El mercado, tan atacado en nuestros días, es el mecanismo redistribuidor, no coactivo, más neutro que hay. Es no discriminatorio excepto en función del producto.
La oferta y la demanda son el resultado del comportamiento de quienes tratan de cubrir sus necesidades, sea en tanto que productores como consumidores de bienes y servicios. Y luego, usted en su casa haga lo que considere. Yo discrimino, pero con otros criterios: la hipocresía y la falta de honestidad, por ejemplo, son algunos.
El mercado, tan atacado en nuestros días, es el mecanismo redistribuidor, no coactivo, más neutro que hay
Hasta ahí llegó el tema. O eso creía. Porque, el pasado nueve de julio, recibí una carta de la directiva de la HES (History of Economics Society), que es la asociación internacional que reúne a quienes nos dedicamos a estudiar la historia del pensamiento económico, es decir, el origen de la ciencia económica. En ella, los abajo firmantes, no en representación de la HES pero sí conscientes de la visibilidad de su puesto, condenaban la violencia policial en Estados Unidos y “el racismo sistémico de nuestra sociedad”.
Asimismo, afirmaban que “la búsqueda del conocimiento histórico no deja espacio para el silenciamiento o la marginación de ningún individuo o comunidad”. Estoy de acuerdo. Sin paliativos. Pero no acababa ahí el mensaje.
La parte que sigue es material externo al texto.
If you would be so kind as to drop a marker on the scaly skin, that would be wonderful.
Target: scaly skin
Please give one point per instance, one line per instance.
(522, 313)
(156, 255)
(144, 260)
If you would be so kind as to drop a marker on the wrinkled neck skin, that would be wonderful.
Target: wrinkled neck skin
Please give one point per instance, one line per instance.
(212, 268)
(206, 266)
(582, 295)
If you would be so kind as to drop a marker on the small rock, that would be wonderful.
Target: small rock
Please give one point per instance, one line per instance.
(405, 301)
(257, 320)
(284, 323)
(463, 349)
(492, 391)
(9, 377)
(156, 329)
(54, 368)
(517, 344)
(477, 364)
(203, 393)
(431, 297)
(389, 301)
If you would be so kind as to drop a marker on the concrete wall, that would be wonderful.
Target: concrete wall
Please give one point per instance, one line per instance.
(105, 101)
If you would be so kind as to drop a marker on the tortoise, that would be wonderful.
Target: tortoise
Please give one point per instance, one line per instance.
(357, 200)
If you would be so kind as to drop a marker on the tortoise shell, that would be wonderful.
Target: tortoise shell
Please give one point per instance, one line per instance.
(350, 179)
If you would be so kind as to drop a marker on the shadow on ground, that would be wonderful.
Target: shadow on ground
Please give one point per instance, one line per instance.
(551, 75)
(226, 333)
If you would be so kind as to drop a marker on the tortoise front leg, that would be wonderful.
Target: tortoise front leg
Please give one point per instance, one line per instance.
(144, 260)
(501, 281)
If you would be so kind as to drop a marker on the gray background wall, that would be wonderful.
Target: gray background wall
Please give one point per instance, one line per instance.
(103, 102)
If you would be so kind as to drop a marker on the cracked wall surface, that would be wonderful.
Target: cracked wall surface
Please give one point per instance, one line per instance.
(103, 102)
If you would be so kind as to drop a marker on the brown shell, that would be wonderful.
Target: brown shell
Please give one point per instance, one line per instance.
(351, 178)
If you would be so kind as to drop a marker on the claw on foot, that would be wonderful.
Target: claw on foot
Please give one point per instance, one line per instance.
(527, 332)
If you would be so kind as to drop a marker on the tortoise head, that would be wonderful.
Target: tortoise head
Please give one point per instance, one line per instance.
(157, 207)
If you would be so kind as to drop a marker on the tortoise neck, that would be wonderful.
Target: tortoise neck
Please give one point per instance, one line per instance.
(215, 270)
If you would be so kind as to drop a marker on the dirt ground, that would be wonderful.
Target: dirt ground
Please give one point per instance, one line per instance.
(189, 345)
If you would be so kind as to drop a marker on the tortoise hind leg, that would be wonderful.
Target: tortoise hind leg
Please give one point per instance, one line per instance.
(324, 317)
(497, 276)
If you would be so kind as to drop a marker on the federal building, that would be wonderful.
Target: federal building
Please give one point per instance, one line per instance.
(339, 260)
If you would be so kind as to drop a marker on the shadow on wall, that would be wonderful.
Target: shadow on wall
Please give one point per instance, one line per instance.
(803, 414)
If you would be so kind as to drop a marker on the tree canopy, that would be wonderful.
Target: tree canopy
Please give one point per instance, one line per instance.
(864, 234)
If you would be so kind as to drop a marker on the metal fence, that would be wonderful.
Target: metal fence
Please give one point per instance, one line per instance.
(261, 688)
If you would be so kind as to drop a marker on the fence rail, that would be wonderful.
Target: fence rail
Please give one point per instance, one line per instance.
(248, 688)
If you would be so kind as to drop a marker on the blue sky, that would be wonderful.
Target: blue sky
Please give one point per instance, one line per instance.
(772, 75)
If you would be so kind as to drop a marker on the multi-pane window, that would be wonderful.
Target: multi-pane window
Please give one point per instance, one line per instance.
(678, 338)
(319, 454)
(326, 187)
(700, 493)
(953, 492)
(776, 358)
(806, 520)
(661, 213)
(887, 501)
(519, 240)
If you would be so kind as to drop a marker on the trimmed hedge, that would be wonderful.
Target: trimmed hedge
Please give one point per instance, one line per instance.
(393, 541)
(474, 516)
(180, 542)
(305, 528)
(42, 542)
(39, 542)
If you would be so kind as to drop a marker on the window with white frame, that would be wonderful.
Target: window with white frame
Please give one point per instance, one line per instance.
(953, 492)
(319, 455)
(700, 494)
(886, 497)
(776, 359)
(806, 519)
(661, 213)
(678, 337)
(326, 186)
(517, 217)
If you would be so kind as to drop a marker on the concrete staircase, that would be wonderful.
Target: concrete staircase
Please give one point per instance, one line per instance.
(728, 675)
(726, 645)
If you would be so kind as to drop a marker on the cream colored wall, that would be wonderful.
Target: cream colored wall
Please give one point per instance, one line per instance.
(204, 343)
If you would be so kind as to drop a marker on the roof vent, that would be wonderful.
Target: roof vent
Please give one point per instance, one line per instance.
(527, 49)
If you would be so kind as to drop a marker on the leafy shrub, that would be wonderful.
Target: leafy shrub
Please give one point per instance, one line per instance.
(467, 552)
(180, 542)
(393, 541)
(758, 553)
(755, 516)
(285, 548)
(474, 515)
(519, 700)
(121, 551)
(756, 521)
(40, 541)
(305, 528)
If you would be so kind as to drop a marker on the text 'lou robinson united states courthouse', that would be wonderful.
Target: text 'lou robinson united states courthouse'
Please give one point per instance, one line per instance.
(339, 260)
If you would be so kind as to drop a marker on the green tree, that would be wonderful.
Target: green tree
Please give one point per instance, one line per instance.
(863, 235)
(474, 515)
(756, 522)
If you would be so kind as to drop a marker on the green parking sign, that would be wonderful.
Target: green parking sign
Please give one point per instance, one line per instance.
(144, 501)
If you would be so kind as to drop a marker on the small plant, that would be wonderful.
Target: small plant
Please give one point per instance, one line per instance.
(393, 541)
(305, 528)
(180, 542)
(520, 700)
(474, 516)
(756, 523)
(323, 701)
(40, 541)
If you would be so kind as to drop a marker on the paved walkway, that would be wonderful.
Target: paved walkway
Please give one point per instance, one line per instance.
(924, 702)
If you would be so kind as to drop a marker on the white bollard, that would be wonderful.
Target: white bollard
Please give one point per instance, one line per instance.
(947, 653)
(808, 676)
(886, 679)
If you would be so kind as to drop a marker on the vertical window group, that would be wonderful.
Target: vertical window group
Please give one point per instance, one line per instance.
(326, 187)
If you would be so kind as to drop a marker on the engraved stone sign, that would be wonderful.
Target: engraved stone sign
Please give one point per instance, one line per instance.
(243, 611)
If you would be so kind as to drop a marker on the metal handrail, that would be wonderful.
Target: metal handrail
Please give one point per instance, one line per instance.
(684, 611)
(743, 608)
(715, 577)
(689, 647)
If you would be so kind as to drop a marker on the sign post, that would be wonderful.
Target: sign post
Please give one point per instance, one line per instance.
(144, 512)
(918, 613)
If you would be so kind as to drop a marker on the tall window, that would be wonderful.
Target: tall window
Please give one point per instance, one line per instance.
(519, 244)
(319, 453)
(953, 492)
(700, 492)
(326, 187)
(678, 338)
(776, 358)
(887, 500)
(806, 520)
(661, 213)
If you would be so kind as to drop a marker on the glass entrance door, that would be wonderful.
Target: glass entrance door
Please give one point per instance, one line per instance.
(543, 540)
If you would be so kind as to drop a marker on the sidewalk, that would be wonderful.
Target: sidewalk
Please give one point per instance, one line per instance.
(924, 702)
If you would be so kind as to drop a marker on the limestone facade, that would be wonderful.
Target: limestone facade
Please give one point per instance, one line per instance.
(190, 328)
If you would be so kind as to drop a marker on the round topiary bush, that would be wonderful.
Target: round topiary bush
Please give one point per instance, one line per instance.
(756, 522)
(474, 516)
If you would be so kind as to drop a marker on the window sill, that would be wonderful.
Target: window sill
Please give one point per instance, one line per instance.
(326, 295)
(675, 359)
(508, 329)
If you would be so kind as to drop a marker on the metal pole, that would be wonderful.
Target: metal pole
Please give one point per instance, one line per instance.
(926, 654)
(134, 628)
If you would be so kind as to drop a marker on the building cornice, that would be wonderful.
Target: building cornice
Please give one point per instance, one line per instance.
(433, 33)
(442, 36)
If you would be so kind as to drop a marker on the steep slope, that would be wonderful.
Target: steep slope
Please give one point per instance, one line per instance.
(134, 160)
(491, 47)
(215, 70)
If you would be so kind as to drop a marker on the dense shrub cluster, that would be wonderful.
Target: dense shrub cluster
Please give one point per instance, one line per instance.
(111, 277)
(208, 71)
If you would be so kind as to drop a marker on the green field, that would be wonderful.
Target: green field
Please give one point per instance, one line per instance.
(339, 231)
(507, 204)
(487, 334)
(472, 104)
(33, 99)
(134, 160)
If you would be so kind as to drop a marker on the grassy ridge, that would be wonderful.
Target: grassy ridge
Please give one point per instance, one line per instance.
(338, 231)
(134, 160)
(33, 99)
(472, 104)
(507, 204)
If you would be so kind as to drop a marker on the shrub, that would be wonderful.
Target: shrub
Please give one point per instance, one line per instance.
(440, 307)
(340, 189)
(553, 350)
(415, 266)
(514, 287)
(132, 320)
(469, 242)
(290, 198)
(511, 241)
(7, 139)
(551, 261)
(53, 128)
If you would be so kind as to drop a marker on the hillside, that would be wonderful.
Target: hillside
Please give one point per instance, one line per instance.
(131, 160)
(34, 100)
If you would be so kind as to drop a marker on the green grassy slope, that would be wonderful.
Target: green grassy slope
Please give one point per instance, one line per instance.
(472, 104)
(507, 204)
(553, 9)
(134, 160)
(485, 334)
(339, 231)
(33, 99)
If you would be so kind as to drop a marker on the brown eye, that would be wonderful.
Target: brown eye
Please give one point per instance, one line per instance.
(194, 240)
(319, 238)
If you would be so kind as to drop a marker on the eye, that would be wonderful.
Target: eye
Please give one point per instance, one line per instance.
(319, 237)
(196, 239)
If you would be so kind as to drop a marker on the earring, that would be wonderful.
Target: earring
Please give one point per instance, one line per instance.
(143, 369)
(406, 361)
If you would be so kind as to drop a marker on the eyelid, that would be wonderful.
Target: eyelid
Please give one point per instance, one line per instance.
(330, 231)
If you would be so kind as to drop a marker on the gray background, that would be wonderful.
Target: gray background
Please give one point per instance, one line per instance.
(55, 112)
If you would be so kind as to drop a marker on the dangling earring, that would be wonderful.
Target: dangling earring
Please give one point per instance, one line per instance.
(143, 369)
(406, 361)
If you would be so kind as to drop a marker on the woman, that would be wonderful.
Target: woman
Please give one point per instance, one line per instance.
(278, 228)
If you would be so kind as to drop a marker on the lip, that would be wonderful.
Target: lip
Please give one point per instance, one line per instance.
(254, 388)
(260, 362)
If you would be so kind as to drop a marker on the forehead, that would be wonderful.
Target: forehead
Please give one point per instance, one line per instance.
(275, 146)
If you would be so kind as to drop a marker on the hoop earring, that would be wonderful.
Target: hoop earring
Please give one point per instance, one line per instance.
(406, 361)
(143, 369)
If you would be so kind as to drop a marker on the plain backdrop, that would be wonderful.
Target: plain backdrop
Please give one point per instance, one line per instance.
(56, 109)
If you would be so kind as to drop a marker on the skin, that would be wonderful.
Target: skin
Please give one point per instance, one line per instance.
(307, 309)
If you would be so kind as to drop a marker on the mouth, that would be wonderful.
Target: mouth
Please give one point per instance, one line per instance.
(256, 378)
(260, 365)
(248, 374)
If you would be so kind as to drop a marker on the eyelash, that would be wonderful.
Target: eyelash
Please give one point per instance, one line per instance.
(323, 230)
“Reconocemos nuestra responsabilidad especial, como historiadores de la economía, de educarnos a nosotros mismos y a los demás sobre los roles que desempeña el racismo, el colonialismo y otras formas de sesgo en la configuración de los conceptos, prácticas, agendas e instituciones profesionales de economistas y científicos sociales a lo largo de la historia”.
Entiendo que el racismo pueda haber influido en la configuración de determinadas instituciones que han podido heredar esa mentalidad. Pero ¿los conceptos económicos? La escasez, la inversión, la elasticidad, las macromagnitudes, expresados o no matemáticamente, no admiten sesgos racistas o colonialistas. Como no lo admite el cálculo del rozamiento de una superficie en pendiente con una bola que se desliza a lo largo de la misma.
La escasez, la inversión, la elasticidad, las macromagnitudes, expresados o no matemáticamente, no admiten sesgos racistas o colonialistas
Si, como se afirma en la carta, en Historia del Pensamiento Económico hay “formas en que se perpetúan los prejuicios en nuestra Sociedad y nuestra disciplina”, es un hecho que desconozco por completo.
La acusación implícita en el compromiso de “diversificar nuestro programa y los comités de premios y la junta editorial de la Revista de Historia del Pensamiento Económico”, apunta a que, hasta ahora, se han otorgado premios y se han rechazado artículos académicos por cuestión de raza o de colonialismo. Una vergüenza. Ahora bien, si hubo racismo institucional en Estados Unidos en los años 50 o 60, también lo hubo hacia los americanos de origen asiático y no se visibiliza. Y, en cualquier caso, ¿es extrapolable a todo el mundo? Dejo abierta la pregunta adrede.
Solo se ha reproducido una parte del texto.